Hypoxia, hyperinflation, and repeated barotrauma triggered pulmonary vasoconstriction and right-to-left shunting. We employed combined sildenafil and bosentan after nitric oxide alone proved insufficient. A recent randomized trial of persistent pulmonary hypertension of the newborn demonstrated that sildenafil achieved a 25% fall in pulmonary artery pressure almost three times faster than bosentan, but that combination therapy was safe and facilitated weaning from inhaled vasodilators [7]. The stepwise wean and eventual discontinuation of both agents in our patient align with those findings and underscore the reversibility of pressure overload once the mechanical culprit is removed.

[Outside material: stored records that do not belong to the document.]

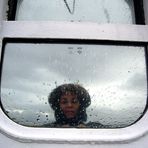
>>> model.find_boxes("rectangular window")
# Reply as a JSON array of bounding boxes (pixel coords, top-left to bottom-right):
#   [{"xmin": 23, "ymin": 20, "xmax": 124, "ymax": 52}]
[
  {"xmin": 8, "ymin": 0, "xmax": 144, "ymax": 24},
  {"xmin": 1, "ymin": 41, "xmax": 147, "ymax": 128}
]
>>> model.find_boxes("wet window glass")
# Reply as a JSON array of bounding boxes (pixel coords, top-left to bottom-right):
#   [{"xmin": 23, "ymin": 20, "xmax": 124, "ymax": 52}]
[
  {"xmin": 15, "ymin": 0, "xmax": 135, "ymax": 24},
  {"xmin": 1, "ymin": 43, "xmax": 147, "ymax": 128}
]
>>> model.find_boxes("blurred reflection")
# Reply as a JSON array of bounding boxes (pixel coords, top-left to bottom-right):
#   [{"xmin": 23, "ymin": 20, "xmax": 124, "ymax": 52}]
[
  {"xmin": 1, "ymin": 43, "xmax": 147, "ymax": 128},
  {"xmin": 15, "ymin": 0, "xmax": 135, "ymax": 24}
]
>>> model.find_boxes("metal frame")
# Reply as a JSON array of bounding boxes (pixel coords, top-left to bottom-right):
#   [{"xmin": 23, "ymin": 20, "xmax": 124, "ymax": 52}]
[{"xmin": 0, "ymin": 0, "xmax": 148, "ymax": 144}]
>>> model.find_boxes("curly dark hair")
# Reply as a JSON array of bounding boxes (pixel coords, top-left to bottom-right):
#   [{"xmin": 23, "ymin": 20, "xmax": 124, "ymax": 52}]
[{"xmin": 48, "ymin": 84, "xmax": 91, "ymax": 125}]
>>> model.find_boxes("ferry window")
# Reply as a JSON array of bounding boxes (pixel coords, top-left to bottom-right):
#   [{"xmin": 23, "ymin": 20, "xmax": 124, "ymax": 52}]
[
  {"xmin": 1, "ymin": 42, "xmax": 147, "ymax": 128},
  {"xmin": 9, "ymin": 0, "xmax": 136, "ymax": 24}
]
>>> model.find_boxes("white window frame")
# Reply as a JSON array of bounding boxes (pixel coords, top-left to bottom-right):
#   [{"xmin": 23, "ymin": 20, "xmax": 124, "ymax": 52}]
[{"xmin": 0, "ymin": 0, "xmax": 148, "ymax": 144}]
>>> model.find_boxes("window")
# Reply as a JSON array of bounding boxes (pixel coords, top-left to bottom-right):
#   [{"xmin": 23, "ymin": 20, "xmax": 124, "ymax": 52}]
[
  {"xmin": 1, "ymin": 42, "xmax": 147, "ymax": 128},
  {"xmin": 0, "ymin": 0, "xmax": 148, "ymax": 143},
  {"xmin": 15, "ymin": 0, "xmax": 135, "ymax": 24}
]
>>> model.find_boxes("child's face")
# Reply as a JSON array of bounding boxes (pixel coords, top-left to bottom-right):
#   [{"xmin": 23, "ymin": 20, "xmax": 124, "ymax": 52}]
[{"xmin": 60, "ymin": 92, "xmax": 80, "ymax": 119}]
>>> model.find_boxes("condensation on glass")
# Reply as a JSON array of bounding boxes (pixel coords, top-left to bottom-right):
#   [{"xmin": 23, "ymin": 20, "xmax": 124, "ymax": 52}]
[
  {"xmin": 1, "ymin": 43, "xmax": 147, "ymax": 128},
  {"xmin": 15, "ymin": 0, "xmax": 135, "ymax": 24}
]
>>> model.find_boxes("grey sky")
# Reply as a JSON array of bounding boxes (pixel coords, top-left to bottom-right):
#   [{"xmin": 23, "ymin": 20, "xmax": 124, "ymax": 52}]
[{"xmin": 1, "ymin": 43, "xmax": 147, "ymax": 125}]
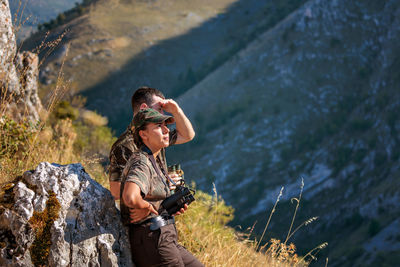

Tension pneumothorax complicated by contralateral mediastinal shift, as occurred twice in this infant, is a recognized but still underappreciated hazard in macrocystic CPAMs. Misinterpreting the initial radiograph as “simple pneumothorax” may delay definitive therapy; practitioners must therefore maintain a high index of suspicion when a neonate has a known cystic lesion and rapidly progressive respiratory compromise. Contemporary surgical series recommend low-threshold CT imaging in such scenarios to delineate cyst anatomy before chest-tube placement to prevent inadvertent lung injury [6].
Prolonged invasive ventilation and broad-spectrum antimicrobials predisposed our patient to ventilator-associated pneumonia with S. maltophilia. Although this organism remains uncommon, it is increasingly reported in neonates receiving quinolone prophylaxis and high-frequency ventilation; targeted therapy with trimethoprim-sulfamethoxazole, as used here, is effective in >90% of pediatric isolates [5].
The hypoxic-ischemic seizures observed postoperatively raise legitimate concern about later neurocognitive function. Reassuringly, a Dutch longitudinal study of children who underwent lung-malformation resection found that, apart from subtle attention deficits at school age, global IQ, memory, and executive function were within population norms [8]. Our patient’s normal developmental milestones at six months echo those data, though ongoing surveillance remains prudent.
Histology confirmed a type 1 CPAM with mucous-cell-lined cysts, precisely the subtype most frequently associated with mucinous adenocarcinoma and pleuropulmonary blastoma in later childhood [2,3]. The recently published Cureus case of invasive mucinous adenocarcinoma arising in a term neonate with CPAM underscores that risk even at the extremes of age [6]. Although trio-based WES was negative in our infant, the result helps exclude recognized cancer-predisposition syndromes and reinforces that somatic transformation, not germline mutation, is the usual pathway to malignancy in CPAM.
Conclusions
This case demonstrates effective management of a complex CPAM and underscores the importance of prenatal diagnosis, prompt complication recognition, and a collaborative multidisciplinary approach. It also highlights the need for long-term follow-up to address potential neurological outcomes in severe cases. Continued research is required to refine management protocols for complicated CPAM patients.